Btw, You should be able to get a better log with more detail if you pass -debug-only=linalg-vectorization to milr-opt :wink:

The second generic has a floor/mod indexing in the body before extracting, that’s probably not vectorizable. Is this an attempt to implement some sort of packing/tiling?
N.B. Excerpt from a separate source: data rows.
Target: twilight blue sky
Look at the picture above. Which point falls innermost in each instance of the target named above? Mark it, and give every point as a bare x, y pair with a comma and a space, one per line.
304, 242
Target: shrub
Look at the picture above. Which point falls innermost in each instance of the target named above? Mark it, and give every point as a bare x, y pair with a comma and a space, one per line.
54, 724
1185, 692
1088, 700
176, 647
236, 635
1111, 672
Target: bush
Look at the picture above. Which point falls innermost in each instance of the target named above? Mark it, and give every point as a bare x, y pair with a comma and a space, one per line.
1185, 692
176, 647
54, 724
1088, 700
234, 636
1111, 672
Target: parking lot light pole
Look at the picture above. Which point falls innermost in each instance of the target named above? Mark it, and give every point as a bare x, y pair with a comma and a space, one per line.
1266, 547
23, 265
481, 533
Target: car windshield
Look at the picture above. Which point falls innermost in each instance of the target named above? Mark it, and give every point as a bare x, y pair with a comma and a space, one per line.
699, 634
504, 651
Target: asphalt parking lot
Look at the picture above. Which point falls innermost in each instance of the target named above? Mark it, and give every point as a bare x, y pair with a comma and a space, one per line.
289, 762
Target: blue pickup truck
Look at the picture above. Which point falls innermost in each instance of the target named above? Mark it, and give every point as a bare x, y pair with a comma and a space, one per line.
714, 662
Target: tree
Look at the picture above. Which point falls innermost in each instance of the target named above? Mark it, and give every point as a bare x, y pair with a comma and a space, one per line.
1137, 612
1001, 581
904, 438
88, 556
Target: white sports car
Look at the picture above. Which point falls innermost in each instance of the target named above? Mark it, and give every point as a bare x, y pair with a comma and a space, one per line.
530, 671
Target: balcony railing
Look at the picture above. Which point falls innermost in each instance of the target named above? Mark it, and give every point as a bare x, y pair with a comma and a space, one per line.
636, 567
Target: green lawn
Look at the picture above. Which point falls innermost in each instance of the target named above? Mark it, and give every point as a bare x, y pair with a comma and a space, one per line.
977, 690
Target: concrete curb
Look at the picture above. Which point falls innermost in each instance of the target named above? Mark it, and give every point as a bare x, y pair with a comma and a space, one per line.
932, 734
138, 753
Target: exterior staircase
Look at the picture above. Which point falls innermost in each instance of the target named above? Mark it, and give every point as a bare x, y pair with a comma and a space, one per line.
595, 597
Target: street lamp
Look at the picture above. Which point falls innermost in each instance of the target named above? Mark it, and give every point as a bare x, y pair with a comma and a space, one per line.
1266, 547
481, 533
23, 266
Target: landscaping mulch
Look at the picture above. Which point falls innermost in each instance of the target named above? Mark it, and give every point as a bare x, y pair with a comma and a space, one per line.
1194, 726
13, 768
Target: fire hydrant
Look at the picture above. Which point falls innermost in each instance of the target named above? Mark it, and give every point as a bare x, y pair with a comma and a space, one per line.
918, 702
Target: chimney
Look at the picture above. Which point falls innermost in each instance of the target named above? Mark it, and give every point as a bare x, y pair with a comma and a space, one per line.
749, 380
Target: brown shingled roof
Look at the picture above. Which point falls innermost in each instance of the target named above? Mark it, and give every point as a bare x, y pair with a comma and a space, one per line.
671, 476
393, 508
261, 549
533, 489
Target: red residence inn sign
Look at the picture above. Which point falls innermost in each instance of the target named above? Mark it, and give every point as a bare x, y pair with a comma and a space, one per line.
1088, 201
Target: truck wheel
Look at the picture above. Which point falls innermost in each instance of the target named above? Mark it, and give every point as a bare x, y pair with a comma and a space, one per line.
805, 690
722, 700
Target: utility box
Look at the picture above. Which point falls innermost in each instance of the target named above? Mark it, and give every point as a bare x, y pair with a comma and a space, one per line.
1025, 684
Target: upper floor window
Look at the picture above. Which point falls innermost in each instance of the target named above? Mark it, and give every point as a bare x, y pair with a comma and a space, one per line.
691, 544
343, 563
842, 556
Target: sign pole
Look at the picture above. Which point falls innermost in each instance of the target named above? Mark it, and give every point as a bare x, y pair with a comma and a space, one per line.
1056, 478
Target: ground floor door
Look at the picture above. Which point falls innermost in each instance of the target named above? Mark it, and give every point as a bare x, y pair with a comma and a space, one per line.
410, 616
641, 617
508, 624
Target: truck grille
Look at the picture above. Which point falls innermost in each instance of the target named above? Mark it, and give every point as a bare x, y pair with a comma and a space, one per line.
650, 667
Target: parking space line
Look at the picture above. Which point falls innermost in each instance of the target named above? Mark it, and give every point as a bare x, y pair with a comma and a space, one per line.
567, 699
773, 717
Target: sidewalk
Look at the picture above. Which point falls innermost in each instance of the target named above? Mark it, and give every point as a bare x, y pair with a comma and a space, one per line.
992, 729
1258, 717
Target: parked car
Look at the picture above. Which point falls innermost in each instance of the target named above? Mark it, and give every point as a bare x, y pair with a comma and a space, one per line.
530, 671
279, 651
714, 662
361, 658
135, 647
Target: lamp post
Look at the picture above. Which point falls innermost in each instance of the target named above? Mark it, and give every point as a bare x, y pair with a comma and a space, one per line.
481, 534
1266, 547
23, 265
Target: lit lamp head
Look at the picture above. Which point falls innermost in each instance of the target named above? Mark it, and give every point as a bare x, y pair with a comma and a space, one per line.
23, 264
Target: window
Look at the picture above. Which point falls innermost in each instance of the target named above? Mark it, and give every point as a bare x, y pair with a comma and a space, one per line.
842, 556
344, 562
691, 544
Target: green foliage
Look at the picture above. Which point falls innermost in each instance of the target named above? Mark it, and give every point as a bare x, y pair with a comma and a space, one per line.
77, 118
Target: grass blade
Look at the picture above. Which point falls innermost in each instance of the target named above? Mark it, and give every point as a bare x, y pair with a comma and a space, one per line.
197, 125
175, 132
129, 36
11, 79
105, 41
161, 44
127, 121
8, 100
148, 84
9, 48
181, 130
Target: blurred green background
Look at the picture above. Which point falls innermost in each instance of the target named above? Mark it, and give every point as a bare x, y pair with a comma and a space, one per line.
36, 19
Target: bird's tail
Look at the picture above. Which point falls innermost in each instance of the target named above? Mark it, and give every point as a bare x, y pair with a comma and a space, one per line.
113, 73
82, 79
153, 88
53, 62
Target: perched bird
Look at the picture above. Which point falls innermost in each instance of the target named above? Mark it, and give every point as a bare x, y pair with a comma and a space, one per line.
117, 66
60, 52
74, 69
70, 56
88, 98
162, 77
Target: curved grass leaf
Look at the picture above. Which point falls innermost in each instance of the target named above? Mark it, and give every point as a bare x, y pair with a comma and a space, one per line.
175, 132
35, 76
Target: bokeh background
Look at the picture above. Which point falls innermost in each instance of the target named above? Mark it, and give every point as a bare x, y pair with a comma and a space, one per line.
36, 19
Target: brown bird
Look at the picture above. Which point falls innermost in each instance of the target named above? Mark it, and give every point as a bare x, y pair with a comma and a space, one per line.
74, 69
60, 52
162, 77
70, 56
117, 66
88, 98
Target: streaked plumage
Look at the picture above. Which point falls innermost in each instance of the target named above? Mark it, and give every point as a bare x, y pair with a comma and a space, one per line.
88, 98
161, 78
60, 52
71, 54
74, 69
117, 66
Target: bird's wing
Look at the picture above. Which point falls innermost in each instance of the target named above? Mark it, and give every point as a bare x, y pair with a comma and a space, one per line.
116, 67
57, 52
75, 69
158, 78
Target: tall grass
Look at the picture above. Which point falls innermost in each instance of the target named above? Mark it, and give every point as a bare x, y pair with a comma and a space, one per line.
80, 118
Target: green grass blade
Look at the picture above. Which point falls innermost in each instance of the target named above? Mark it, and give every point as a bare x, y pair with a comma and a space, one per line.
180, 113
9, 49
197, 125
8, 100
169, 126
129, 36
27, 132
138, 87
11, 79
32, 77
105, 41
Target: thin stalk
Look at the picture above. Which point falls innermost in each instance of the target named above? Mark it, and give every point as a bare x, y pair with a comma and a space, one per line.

Thank you, here’s the full example :

#map = affine_map<(d0, d1, d2, d3) -> (d1)>
#map1 = affine_map<(d0, d1, d2, d3) -> (d0, d1, d2, d3)>
#map2 = affine_map<(d0, d1, d2) -> (d0, d1, d2)>
#map3 = affine_map<(d0) -> (d0 floordiv 49)>
#map4 = affine_map<(d0, d1) -> ((d0 floordiv 112) * 2 + (d1 mod 49) floordiv 7)>
#map5 = affine_map<(d0, d1) -> (d0 * 2 + d1 - (d0 floordiv 112) * 224 - (d1 floordiv 7) * 7)>
#map6 = affine_map<(d0, d1, d2, d3) -> (d1, d3)>
#map7 = affine_map<(d0, d1, d2, d3) -> (d0, d3, d2)>
#map8 = affine_map<(d0, d1, d2, d3) -> (d0, d1, d2)>

module attributes {torch.debug_module_name = "Net"} {
    memref.global "private" @global_seed : memref<i64> = dense<0>

    func.func @forward() -> tensor<32x64x12544xf32> {

      %0 = bufferization.alloc_tensor() : tensor<32x3x230x230xf32>
      %1 = bufferization.alloc_tensor() : tensor<64x3x7x7xf32>
      %2 = bufferization.alloc_tensor() : tensor<64xf32>
      %10 = bufferization.alloc_tensor() : tensor<10xf32>
      %11 = tensor.empty() : tensor<32x64x112x112xf32>
      
      %12 = linalg.generic {indexing_maps = [#map, #map1], iterator_types = ["parallel", "parallel", "parallel", "parallel"]} ins(%2 : tensor<64xf32>) outs(%11 : tensor<32x64x112x112xf32>) {
      ^bb0(%in: f32, %out: f32):
        linalg.yield %in : f32
      } -> tensor<32x64x112x112xf32>

      %collapsed = tensor.collapse_shape %1 [[0], [1, 2, 3]] : tensor<64x3x7x7xf32> into tensor<64x147xf32>
      %collapsed_1 = tensor.collapse_shape %12 [[0], [1], [2, 3]] : tensor<32x64x112x112xf32> into tensor<32x64x12544xf32>
      
      %13 = tensor.empty() : tensor<32x147x12544xf32>
      %14 = linalg.generic {producerTag, indexing_maps = [#map2], iterator_types = ["parallel", "parallel", "parallel"]} outs(%13 : tensor<32x147x12544xf32>) {
      ^bb0(%out: f32):
        %50 = linalg.index 0 : index
        %51 = linalg.index 1 : index
        %52 = linalg.index 2 : index
        %53 = affine.apply #map3(%51)
        %54 = affine.apply #map4(%52, %51)
        %55 = affine.apply #map5(%52, %51)
        %extracted = tensor.extract %0[%50, %53, %54, %55] : tensor<32x3x230x230xf32>
        linalg.yield %extracted : f32
      } -> tensor<32x147x12544xf32>
      
      %15 = linalg.generic {consumerTag, indexing_maps = [#map6, #map7, #map8], iterator_types = ["parallel", "parallel", "parallel", "reduction"]} ins(%collapsed, %14 : tensor<64x147xf32>, tensor<32x147x12544xf32>) outs(%collapsed_1 : tensor<32x64x12544xf32>) {
      ^bb0(%in: f32, %in_6: f32, %out: f32):
        %50 = arith.mulf %in, %in_6 : f32
        %51 = arith.addf %50, %out : f32
        linalg.yield %51 : f32
      } -> tensor<32x64x12544xf32>
     
      return %15 : tensor<32x64x12544xf32>
    }

    func.func @main() {
      %1 = func.call @forward() : () -> tensor<32x64x12544xf32>
      return
    }
  }

module attributes {transform.with_named_sequence} {
  transform.named_sequence @__transform_main(%variant_op: !transform.any_op {transform.readonly}) 
  {
  
    %prod = transform.structured.match attributes{producerTag} in %variant_op : (!transform.any_op) -> !transform.any_op 

    %op_l1 , %forall_l1= transform.structured.tile_using_forall %prod tile_sizes [4, 7, 4]
    : (!transform.any_op) -> (!transform.any_op, !transform.any_op)

    %n1 = transform.structured.match attributes{producerTag} in %variant_op : (!transform.any_op) -> !transform.any_op
    transform.structured.vectorize %n1  : !transform.any_op 

    transform.yield
  }
}

Actually it’s not an attempt to implement anything new, but rather using the existing vectorization to get the best execution time. The code provided is actually just a conv2d transformed using transform.structured.convert_conv2d_to_img2col. In some previous cases vectorizing after this transformation yields to better results.